Left to right 1975. Wull Thompson - Willie Elliot - Sandy Whellans - Jeff Arkless
Post Script:
Sadly Willie who you see in the picture above has passed away. Sandy had a big input into MR in the late 60's and 70's a fact often overlooked in MR history. Willie Elliot was unique in his intimate knowledge of Glencoe and was an able mountain man when I was a lad. At 16 he took me to Dalmally show to help with a Tup he was selling. Courtesy of a famous grouse I was deposited home paralytic that evening. On a more serious note I will not forget the evening he phoned me to say he thought he saw a "wee light" opposite the house in the "Y" gully, did I feel like a donder up to see if it was anything before he called out the team. Sure enough up high I found a wee lad of 12 years with both lower legs broken who had slid down a few hundred feet and over a pitch on the hard neve. The lad told me what had happened and how his dad had told him what to do if there was ever an accident when they were out. He had got himself into a bag and put on warm clothes and flashed his torch 6 times a minute at the road as he had been told to do. The lad asked me to go up and see if his dad was ok. Sadly I found him above, but he was dead. After the team had arrived and the ResQ was over I told Willie about the wee lad and what he had done, and how if he hadn't been having a look the lad would have died from his injuries and the cold.
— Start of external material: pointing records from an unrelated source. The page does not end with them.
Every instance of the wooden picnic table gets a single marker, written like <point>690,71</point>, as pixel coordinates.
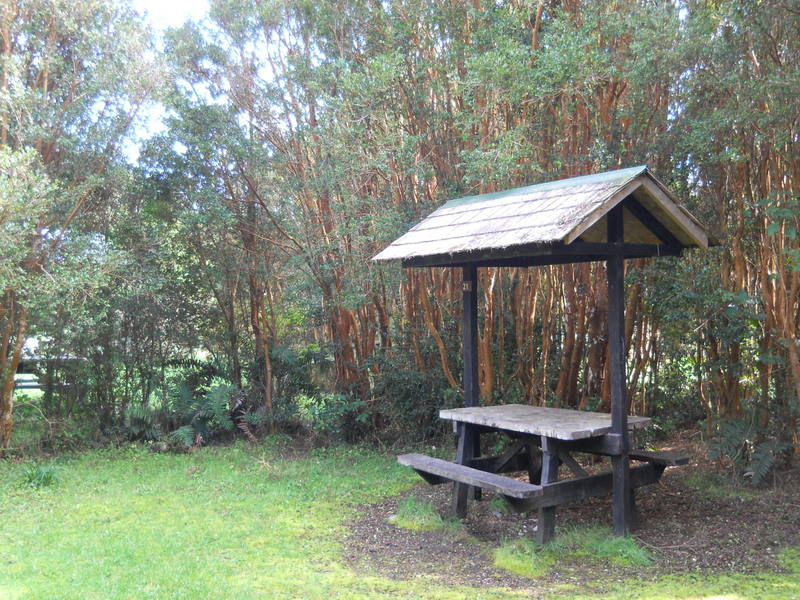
<point>541,440</point>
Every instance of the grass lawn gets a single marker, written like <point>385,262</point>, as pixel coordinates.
<point>241,522</point>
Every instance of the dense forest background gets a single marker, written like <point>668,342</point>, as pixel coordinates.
<point>213,278</point>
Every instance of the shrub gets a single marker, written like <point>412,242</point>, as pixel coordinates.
<point>40,475</point>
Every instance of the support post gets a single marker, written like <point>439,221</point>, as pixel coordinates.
<point>546,526</point>
<point>468,440</point>
<point>470,336</point>
<point>620,464</point>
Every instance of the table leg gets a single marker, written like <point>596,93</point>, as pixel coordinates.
<point>476,451</point>
<point>547,515</point>
<point>466,448</point>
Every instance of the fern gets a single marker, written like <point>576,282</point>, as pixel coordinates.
<point>763,458</point>
<point>184,435</point>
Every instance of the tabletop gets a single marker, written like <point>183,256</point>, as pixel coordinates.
<point>560,423</point>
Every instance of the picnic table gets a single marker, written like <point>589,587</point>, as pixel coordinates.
<point>605,217</point>
<point>541,440</point>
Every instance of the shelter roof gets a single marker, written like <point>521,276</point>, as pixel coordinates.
<point>548,217</point>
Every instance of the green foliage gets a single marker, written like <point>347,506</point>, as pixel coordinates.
<point>39,475</point>
<point>524,557</point>
<point>336,415</point>
<point>745,443</point>
<point>141,421</point>
<point>186,522</point>
<point>203,415</point>
<point>418,515</point>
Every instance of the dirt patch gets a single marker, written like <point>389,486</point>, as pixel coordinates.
<point>692,520</point>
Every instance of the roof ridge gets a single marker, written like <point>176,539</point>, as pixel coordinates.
<point>623,175</point>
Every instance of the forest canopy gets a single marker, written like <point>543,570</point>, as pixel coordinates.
<point>221,283</point>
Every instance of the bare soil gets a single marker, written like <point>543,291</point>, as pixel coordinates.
<point>694,520</point>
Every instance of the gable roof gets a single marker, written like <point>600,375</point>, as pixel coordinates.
<point>556,212</point>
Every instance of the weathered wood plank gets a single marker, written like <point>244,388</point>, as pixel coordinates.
<point>467,475</point>
<point>558,423</point>
<point>667,458</point>
<point>575,490</point>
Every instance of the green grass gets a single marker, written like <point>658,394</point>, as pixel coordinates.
<point>524,557</point>
<point>243,522</point>
<point>236,522</point>
<point>40,475</point>
<point>417,515</point>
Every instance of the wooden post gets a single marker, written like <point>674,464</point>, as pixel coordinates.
<point>546,526</point>
<point>468,442</point>
<point>620,465</point>
<point>470,336</point>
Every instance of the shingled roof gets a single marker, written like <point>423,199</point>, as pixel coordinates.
<point>557,212</point>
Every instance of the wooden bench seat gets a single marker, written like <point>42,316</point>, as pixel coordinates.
<point>436,470</point>
<point>667,458</point>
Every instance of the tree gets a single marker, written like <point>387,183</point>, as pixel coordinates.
<point>73,76</point>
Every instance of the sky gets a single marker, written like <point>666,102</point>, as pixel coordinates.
<point>171,13</point>
<point>161,14</point>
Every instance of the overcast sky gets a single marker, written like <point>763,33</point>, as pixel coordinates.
<point>171,13</point>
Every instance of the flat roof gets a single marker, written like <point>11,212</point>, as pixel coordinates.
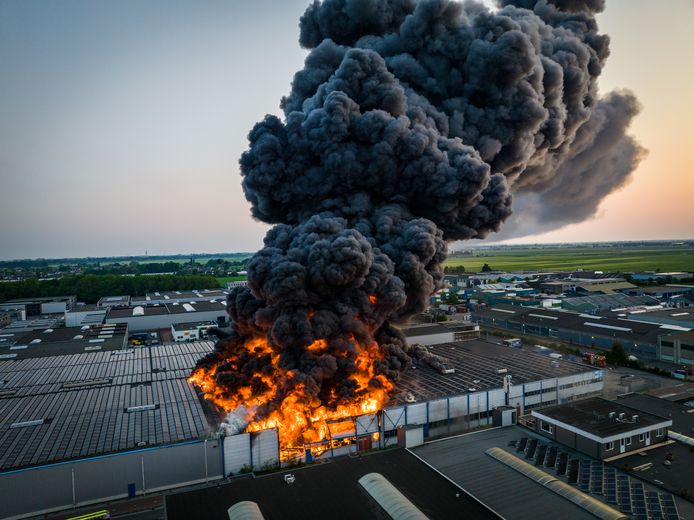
<point>685,314</point>
<point>463,459</point>
<point>72,339</point>
<point>593,416</point>
<point>511,494</point>
<point>475,363</point>
<point>682,416</point>
<point>41,299</point>
<point>424,330</point>
<point>597,325</point>
<point>38,399</point>
<point>331,490</point>
<point>166,308</point>
<point>192,325</point>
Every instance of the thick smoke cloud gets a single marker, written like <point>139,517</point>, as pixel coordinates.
<point>569,187</point>
<point>409,126</point>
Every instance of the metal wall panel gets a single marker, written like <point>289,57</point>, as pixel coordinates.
<point>438,410</point>
<point>417,413</point>
<point>458,406</point>
<point>367,424</point>
<point>393,417</point>
<point>265,446</point>
<point>237,452</point>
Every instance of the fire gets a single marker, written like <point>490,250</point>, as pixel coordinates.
<point>276,397</point>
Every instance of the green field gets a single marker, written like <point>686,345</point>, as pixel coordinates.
<point>627,259</point>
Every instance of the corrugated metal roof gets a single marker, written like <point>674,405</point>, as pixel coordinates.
<point>511,494</point>
<point>83,401</point>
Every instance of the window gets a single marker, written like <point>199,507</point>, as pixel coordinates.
<point>546,427</point>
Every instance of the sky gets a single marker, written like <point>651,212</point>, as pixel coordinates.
<point>122,122</point>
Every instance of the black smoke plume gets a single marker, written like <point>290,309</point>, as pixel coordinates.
<point>409,126</point>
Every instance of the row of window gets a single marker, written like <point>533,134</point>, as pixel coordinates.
<point>660,432</point>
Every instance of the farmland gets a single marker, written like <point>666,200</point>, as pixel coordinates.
<point>623,259</point>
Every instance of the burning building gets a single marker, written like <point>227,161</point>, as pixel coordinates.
<point>410,126</point>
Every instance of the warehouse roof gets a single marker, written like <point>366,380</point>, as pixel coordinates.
<point>116,313</point>
<point>606,287</point>
<point>468,460</point>
<point>600,417</point>
<point>51,341</point>
<point>628,330</point>
<point>480,365</point>
<point>332,490</point>
<point>192,325</point>
<point>513,495</point>
<point>684,314</point>
<point>424,330</point>
<point>682,416</point>
<point>41,299</point>
<point>65,407</point>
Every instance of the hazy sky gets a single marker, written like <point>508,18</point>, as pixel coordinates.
<point>122,121</point>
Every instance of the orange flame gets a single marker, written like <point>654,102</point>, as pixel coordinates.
<point>299,416</point>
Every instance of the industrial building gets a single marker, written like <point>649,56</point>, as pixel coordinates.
<point>193,331</point>
<point>597,303</point>
<point>88,427</point>
<point>33,324</point>
<point>637,338</point>
<point>663,292</point>
<point>677,347</point>
<point>601,428</point>
<point>524,476</point>
<point>202,295</point>
<point>683,318</point>
<point>428,334</point>
<point>63,340</point>
<point>333,491</point>
<point>162,316</point>
<point>33,307</point>
<point>113,301</point>
<point>85,315</point>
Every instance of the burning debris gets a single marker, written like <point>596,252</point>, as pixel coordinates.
<point>408,127</point>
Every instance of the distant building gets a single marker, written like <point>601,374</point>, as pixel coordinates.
<point>161,316</point>
<point>601,428</point>
<point>191,331</point>
<point>22,344</point>
<point>677,347</point>
<point>203,295</point>
<point>85,315</point>
<point>113,301</point>
<point>662,292</point>
<point>637,338</point>
<point>433,334</point>
<point>40,306</point>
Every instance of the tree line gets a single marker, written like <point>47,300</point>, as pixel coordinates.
<point>89,288</point>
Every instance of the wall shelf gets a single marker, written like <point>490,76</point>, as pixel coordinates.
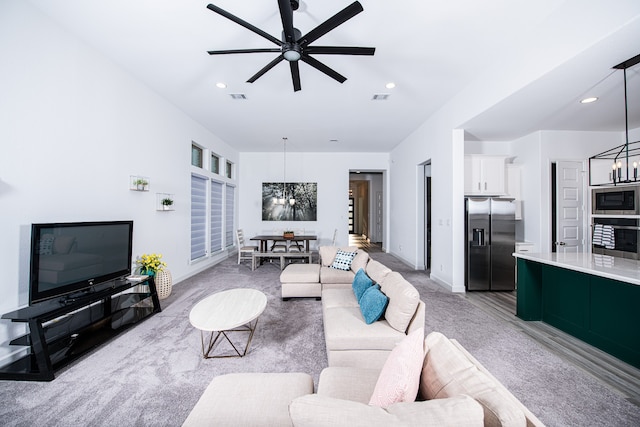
<point>165,202</point>
<point>138,183</point>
I later found out that the family were from Taynult. Years later I heard from the mother who told me of the lovely letter she had received from a Willie Elliot of Glencoe MRT after the accident telling her of the bravery of her son, who despite his pain and injury had done his dad proud. She told me of how much comfort it gave her and her family after their loss. Willie saved many lives with his sharp eye and the deer stalkers "glass". He also was a caring person. The World is a lesser place without these gentlemen of the hills with unassuming wisdom and a caring nature.